Scientific classification
- Kingdom: Animalia
- Phylum: Chordata
- Class: Aves
- Order: Passeriformes
- Family: Aegithalidae
- Genus: Aegithalos
- Species: A. iouschistos
- Binomial name: Aegithalos iouschistos (Blyth, 1845)

= Black-browed bushtit =

- Genus: Aegithalos
- Species: iouschistos
- Authority: (Blyth, 1845)
- Conservation status: LC

Species of bird

The black-browed bushtit (Aegithalos iouschistos), also known as the black-browed tit or rufous-fronted bushtit, is a species of bird in the family Aegithalidae. It is found in mid-southern China and sporadically in Myanmar. Its natural habitats are boreal forests and temperate forests. The subspecies A. b. sharpei (Burmese tit) of western Burma and A. i. bonvaloti of southern China have sometimes been treated as separate species.

==Taxonomy==
The black-browed bushtit was formally described in 1845 by the English zoologist Edward Blyth based on a specimen collected in Bengal. He coined the binomial name Parus iouschistos. The specific epithet combines the Ancient Greek ιοεις/ioeis meaning "dark" with Late Latin schistus meaning "slate". The black-browed bushtit is now one of eight species placed in the genus Aegithalos that was introduced in 1804 by the French naturalist Johann Hermann.

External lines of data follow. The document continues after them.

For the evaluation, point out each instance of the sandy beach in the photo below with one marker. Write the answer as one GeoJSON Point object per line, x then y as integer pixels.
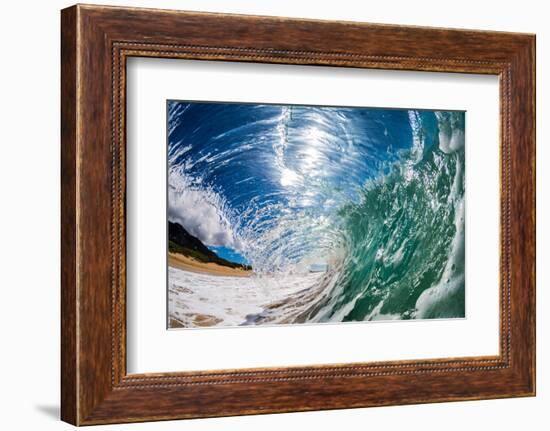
{"type": "Point", "coordinates": [179, 261]}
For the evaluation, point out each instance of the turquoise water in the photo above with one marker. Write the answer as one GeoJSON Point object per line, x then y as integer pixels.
{"type": "Point", "coordinates": [371, 200]}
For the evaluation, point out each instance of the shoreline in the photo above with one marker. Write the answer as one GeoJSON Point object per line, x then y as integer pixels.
{"type": "Point", "coordinates": [179, 261]}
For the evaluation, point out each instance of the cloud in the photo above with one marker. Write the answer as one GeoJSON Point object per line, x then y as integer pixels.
{"type": "Point", "coordinates": [200, 212]}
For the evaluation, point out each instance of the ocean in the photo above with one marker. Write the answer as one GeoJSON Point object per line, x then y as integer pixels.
{"type": "Point", "coordinates": [344, 214]}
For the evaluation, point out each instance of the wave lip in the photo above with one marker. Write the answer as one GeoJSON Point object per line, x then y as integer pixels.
{"type": "Point", "coordinates": [363, 222]}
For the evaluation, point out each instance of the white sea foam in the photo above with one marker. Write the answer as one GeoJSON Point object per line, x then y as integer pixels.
{"type": "Point", "coordinates": [231, 301]}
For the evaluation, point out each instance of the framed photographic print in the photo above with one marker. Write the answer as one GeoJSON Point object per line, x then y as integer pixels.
{"type": "Point", "coordinates": [324, 214]}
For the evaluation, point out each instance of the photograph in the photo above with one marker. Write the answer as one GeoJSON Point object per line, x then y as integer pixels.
{"type": "Point", "coordinates": [303, 214]}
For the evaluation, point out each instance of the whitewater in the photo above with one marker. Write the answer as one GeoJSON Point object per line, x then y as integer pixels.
{"type": "Point", "coordinates": [374, 197]}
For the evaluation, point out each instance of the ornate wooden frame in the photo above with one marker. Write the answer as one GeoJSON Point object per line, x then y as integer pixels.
{"type": "Point", "coordinates": [95, 43]}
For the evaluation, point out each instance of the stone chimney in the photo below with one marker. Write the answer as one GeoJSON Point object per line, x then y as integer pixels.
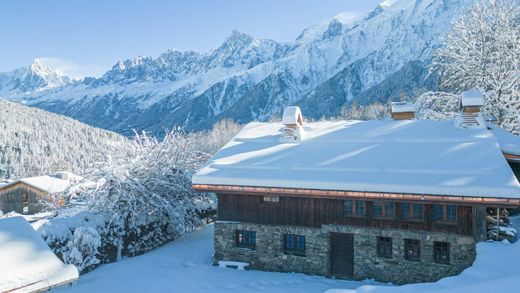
{"type": "Point", "coordinates": [471, 117]}
{"type": "Point", "coordinates": [403, 111]}
{"type": "Point", "coordinates": [292, 120]}
{"type": "Point", "coordinates": [472, 101]}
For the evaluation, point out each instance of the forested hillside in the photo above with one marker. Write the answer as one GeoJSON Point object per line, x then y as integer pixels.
{"type": "Point", "coordinates": [33, 141]}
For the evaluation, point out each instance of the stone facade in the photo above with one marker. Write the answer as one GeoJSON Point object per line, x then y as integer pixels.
{"type": "Point", "coordinates": [269, 254]}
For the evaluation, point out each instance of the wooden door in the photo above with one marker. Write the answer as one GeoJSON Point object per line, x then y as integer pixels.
{"type": "Point", "coordinates": [342, 255]}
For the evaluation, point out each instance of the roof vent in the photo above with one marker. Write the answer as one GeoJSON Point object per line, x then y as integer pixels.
{"type": "Point", "coordinates": [292, 119]}
{"type": "Point", "coordinates": [403, 111]}
{"type": "Point", "coordinates": [471, 117]}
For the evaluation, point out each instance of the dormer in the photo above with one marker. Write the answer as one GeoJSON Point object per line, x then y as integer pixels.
{"type": "Point", "coordinates": [292, 120]}
{"type": "Point", "coordinates": [472, 101]}
{"type": "Point", "coordinates": [403, 111]}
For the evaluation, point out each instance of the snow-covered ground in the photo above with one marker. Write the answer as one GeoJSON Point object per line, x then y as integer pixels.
{"type": "Point", "coordinates": [185, 266]}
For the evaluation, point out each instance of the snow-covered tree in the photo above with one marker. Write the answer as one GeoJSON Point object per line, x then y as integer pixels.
{"type": "Point", "coordinates": [437, 106]}
{"type": "Point", "coordinates": [483, 51]}
{"type": "Point", "coordinates": [375, 111]}
{"type": "Point", "coordinates": [146, 196]}
{"type": "Point", "coordinates": [83, 248]}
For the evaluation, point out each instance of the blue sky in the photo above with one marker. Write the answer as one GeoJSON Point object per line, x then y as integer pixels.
{"type": "Point", "coordinates": [87, 37]}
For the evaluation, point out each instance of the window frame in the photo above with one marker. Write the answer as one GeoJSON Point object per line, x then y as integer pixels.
{"type": "Point", "coordinates": [353, 211]}
{"type": "Point", "coordinates": [247, 243]}
{"type": "Point", "coordinates": [439, 249]}
{"type": "Point", "coordinates": [382, 249]}
{"type": "Point", "coordinates": [414, 243]}
{"type": "Point", "coordinates": [295, 242]}
{"type": "Point", "coordinates": [274, 199]}
{"type": "Point", "coordinates": [411, 214]}
{"type": "Point", "coordinates": [384, 213]}
{"type": "Point", "coordinates": [444, 214]}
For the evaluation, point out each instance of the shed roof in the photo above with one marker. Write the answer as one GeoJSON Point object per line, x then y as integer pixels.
{"type": "Point", "coordinates": [292, 115]}
{"type": "Point", "coordinates": [413, 156]}
{"type": "Point", "coordinates": [509, 143]}
{"type": "Point", "coordinates": [48, 183]}
{"type": "Point", "coordinates": [28, 264]}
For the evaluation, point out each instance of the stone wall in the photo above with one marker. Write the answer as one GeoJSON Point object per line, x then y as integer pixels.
{"type": "Point", "coordinates": [397, 269]}
{"type": "Point", "coordinates": [269, 254]}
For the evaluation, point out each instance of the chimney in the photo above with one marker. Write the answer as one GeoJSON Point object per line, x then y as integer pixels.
{"type": "Point", "coordinates": [471, 117]}
{"type": "Point", "coordinates": [472, 101]}
{"type": "Point", "coordinates": [292, 120]}
{"type": "Point", "coordinates": [403, 111]}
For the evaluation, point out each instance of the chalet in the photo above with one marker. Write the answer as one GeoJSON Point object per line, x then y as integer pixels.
{"type": "Point", "coordinates": [393, 200]}
{"type": "Point", "coordinates": [23, 195]}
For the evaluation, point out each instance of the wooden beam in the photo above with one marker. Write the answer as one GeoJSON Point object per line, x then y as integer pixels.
{"type": "Point", "coordinates": [318, 193]}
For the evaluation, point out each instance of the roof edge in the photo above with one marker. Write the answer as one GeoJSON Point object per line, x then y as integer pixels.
{"type": "Point", "coordinates": [494, 201]}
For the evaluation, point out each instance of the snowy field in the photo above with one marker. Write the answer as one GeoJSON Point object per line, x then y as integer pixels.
{"type": "Point", "coordinates": [185, 266]}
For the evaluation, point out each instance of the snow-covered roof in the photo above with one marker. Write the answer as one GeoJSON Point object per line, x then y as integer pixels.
{"type": "Point", "coordinates": [412, 156]}
{"type": "Point", "coordinates": [27, 263]}
{"type": "Point", "coordinates": [292, 115]}
{"type": "Point", "coordinates": [509, 143]}
{"type": "Point", "coordinates": [56, 183]}
{"type": "Point", "coordinates": [402, 107]}
{"type": "Point", "coordinates": [472, 98]}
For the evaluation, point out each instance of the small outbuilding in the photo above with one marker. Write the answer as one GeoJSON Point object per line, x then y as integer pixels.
{"type": "Point", "coordinates": [27, 263]}
{"type": "Point", "coordinates": [24, 195]}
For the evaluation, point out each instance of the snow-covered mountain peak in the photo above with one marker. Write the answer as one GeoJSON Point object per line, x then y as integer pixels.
{"type": "Point", "coordinates": [38, 76]}
{"type": "Point", "coordinates": [348, 57]}
{"type": "Point", "coordinates": [39, 68]}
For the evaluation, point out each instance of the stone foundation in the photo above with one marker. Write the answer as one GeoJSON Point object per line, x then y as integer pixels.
{"type": "Point", "coordinates": [269, 255]}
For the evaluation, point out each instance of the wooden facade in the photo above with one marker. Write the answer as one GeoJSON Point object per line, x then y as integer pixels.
{"type": "Point", "coordinates": [403, 115]}
{"type": "Point", "coordinates": [21, 198]}
{"type": "Point", "coordinates": [314, 212]}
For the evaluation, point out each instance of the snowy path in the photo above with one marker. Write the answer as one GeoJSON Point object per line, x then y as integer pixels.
{"type": "Point", "coordinates": [185, 266]}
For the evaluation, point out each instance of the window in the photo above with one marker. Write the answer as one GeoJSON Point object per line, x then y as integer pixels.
{"type": "Point", "coordinates": [384, 247]}
{"type": "Point", "coordinates": [270, 198]}
{"type": "Point", "coordinates": [384, 209]}
{"type": "Point", "coordinates": [412, 249]}
{"type": "Point", "coordinates": [441, 252]}
{"type": "Point", "coordinates": [25, 203]}
{"type": "Point", "coordinates": [412, 211]}
{"type": "Point", "coordinates": [294, 244]}
{"type": "Point", "coordinates": [444, 213]}
{"type": "Point", "coordinates": [354, 207]}
{"type": "Point", "coordinates": [245, 239]}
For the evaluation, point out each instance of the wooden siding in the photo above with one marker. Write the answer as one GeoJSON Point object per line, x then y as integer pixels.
{"type": "Point", "coordinates": [403, 116]}
{"type": "Point", "coordinates": [11, 198]}
{"type": "Point", "coordinates": [314, 212]}
{"type": "Point", "coordinates": [515, 166]}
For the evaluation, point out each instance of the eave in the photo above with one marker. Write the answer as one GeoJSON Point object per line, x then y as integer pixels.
{"type": "Point", "coordinates": [336, 194]}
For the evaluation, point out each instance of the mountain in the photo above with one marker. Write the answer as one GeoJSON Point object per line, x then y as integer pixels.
{"type": "Point", "coordinates": [36, 77]}
{"type": "Point", "coordinates": [375, 58]}
{"type": "Point", "coordinates": [36, 142]}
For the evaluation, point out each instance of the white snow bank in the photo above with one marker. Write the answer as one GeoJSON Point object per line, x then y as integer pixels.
{"type": "Point", "coordinates": [402, 107]}
{"type": "Point", "coordinates": [26, 262]}
{"type": "Point", "coordinates": [185, 265]}
{"type": "Point", "coordinates": [472, 98]}
{"type": "Point", "coordinates": [509, 143]}
{"type": "Point", "coordinates": [56, 183]}
{"type": "Point", "coordinates": [417, 157]}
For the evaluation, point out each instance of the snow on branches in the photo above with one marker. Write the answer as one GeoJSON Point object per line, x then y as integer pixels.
{"type": "Point", "coordinates": [483, 51]}
{"type": "Point", "coordinates": [437, 106]}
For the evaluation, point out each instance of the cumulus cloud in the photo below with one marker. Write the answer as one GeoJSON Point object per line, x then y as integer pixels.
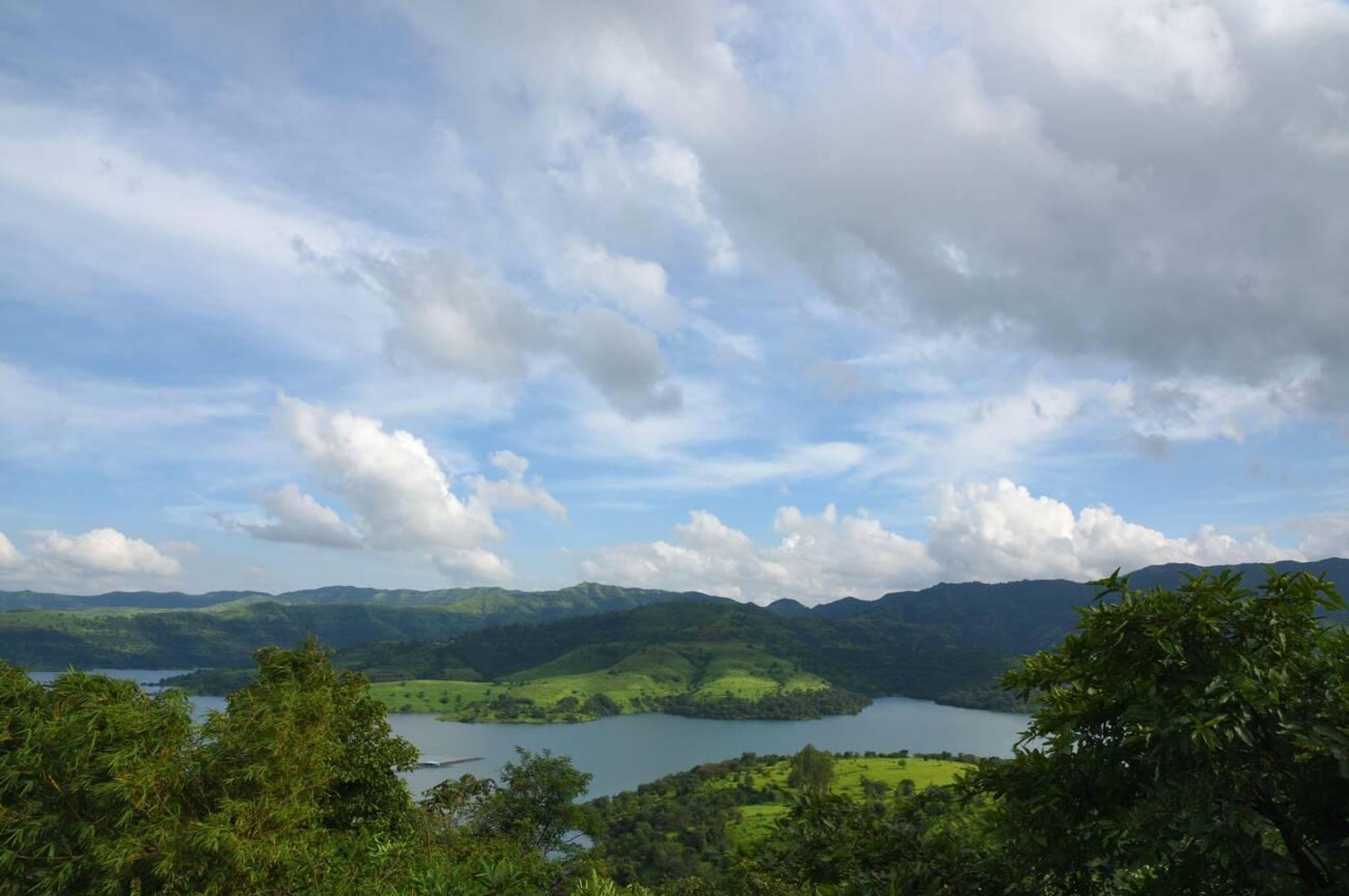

Four subspecies are recognised:
- Aegithalos iouschistos iouschistos (Blyth, E, 1845), the rufous-fronted bushtit – Himalayas (Nepal to northern India and southeastern Tibet)
- Aegithalos iouschistos bonvaloti (Oustalet, J-FÉ, 1892) – southern China (southeastern Tibet to Sichuan and Yunnan) and northeastern Myanmar
- Aegithalos iouschistos obscuratus (Mayr, E, 1940) – mountains of western China (Sungpan region of northeastern Sichuan)
- Aegithalos iouschistos sharpei (Rippon, G, 1904), the Burmese bushtit – montane forest of southwestern Myanmar (Mount Victoria)

The subspecies A. i. bonvaloti and A. i. sharpei have sometimes been considered as separate species, but the genetic differences are relatively small.

==Description==
It is a small, long-tailed bird, 11–12 cm long. It has grey upperparts, rufous breast and flanks and a white belly. The head is buff with a broad black mask, white forehead and a white bib, speckled black in the centre. The subspecies A. b. sharpei has white rather than buff on the head, a dark breastband and a buff belly.